Moore: We were all paired together in the same room for all of the creatives…
Silber: …and we were socializing and bonding outside the room before we even sang.
Massell: Melanie and I sang "Matchmaker" once with someone else and then we sang "Matchmaker" again with Al…
Silber: …in perfect harmony.
Massell: And then Sheldon Harnick said, "That's it, send 'em on the road!"
8. What happens to your characters after they leave Anatevka?
Silber: In the Sholom Aleichem stories, Motel catches tuberculosis and dies.
Massell: No wonder nobody wanted to be Motel.
Moore: Thanks, guys.
Silber: In my version of what happens though — and this did happen to a lot of people that moved to Poland — because he has a sewing machine he probably does very well. Their family is growing, their business is doing really well, and I just think that they never quite make it to America and they get stuck in Poland. I don't think it ends well for them.
Massell: I think it's unfortunately safe to say that all of these girls don't make it out of Europe.
Moore: Although I would say that now technically Chava is a Christian and would help people get out. I feel like she wouldn't allow that to happen to people if she could have anything to do about it.
9. To riff off of Tevye's big number, if you were a rich (wo)man, what would you do all day long (other than biddy-biddy-bum)?
Silber: I would just read. I'd be like, "Ahh, this is finally how I get to finish all of Tolstoy." If I had the money I would save Detroit, my hometown.
Massell: I would donate to animal shelters. And buy an apartment with a lot of outdoor space.
Moore: I really believe in funding arts education in schools. I think I would try and give a lot of money to that. People have valid concerns with our test scores and why we're not excelling in math and science but at the same time, some people aren't meant to be scientists or mathematicians and it doesn't make you stupid. I think nourishing other kinds of people who are smart for other things is a way to give back to the community. It's important to have art on the planet.
10. Last question of your time together as the Fiddler sisters: Each of you is a very different performer, so what have you learned from each other over the past year?
Moore: I learned how to act through song from this one over here [pointing to Massell]. Just about finding the right place in your voice and allowing it to come out. And I learned how to not be afraid to make a bold choice and have it be so honest from this one [pointing to Silber]. Let's see you top that, Al!
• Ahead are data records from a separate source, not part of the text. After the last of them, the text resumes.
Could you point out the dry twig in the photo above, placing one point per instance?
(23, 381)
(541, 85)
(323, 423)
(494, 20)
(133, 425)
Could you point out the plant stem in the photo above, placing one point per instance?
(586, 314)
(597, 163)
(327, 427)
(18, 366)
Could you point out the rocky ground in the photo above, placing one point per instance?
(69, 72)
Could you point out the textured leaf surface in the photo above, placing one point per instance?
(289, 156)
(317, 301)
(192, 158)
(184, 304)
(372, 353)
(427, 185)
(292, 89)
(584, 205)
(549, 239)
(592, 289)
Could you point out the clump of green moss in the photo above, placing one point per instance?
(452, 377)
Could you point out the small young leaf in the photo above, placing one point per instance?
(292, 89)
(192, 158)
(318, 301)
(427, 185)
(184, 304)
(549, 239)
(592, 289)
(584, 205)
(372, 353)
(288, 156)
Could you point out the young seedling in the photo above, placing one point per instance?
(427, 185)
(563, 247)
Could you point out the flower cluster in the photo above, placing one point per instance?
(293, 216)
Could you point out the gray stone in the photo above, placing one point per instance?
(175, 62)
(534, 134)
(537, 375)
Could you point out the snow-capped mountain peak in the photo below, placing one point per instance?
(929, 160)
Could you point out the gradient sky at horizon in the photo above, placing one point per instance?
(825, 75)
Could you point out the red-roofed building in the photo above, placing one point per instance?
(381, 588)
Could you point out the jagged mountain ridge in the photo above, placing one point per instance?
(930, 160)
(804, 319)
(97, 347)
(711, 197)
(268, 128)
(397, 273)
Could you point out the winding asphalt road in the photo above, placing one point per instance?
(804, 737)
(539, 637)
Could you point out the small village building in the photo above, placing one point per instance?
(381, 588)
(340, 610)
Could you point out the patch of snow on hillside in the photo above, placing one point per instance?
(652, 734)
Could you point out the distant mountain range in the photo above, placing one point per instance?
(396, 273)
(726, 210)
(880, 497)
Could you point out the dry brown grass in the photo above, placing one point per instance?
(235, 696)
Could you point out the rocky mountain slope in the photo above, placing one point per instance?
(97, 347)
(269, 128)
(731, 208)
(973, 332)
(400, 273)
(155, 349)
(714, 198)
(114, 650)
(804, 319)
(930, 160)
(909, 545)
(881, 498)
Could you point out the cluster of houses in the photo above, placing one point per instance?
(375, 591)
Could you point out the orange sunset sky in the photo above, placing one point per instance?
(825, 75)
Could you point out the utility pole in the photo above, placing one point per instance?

Silber: I think — and I own this — that I have a tendency to be a little serious, especially about what I do. I think I learned from both of you when being serious is totally appropriate and when it's good and healthy to have a laugh. I think if I hadn't learned that this year I probably would have perished. I personally had a really tough year and I got through it not because we talked about the hard stuff but because you kept me laughing.
Massell: I think I learned from Melanie to always stay joyful. Because what we do is really hard and it's exhausting and there are times when you just don't have it and you just have to find joy and do it. And Shmelanie [sic] — that's her natural state of being.
Silber: She's our ray of sunshine. With the cutest nose on Broadway.
Massell: I think from Al — and this is also from Melanie, but especially from Al, sharing a dressing room for the past year — I think I've delved into the deepest vulnerability of sisterhood in a way that completely informed our work onstage. So I think from both of these girls it's a lot of "find the joy" and also what it really means to be a sister.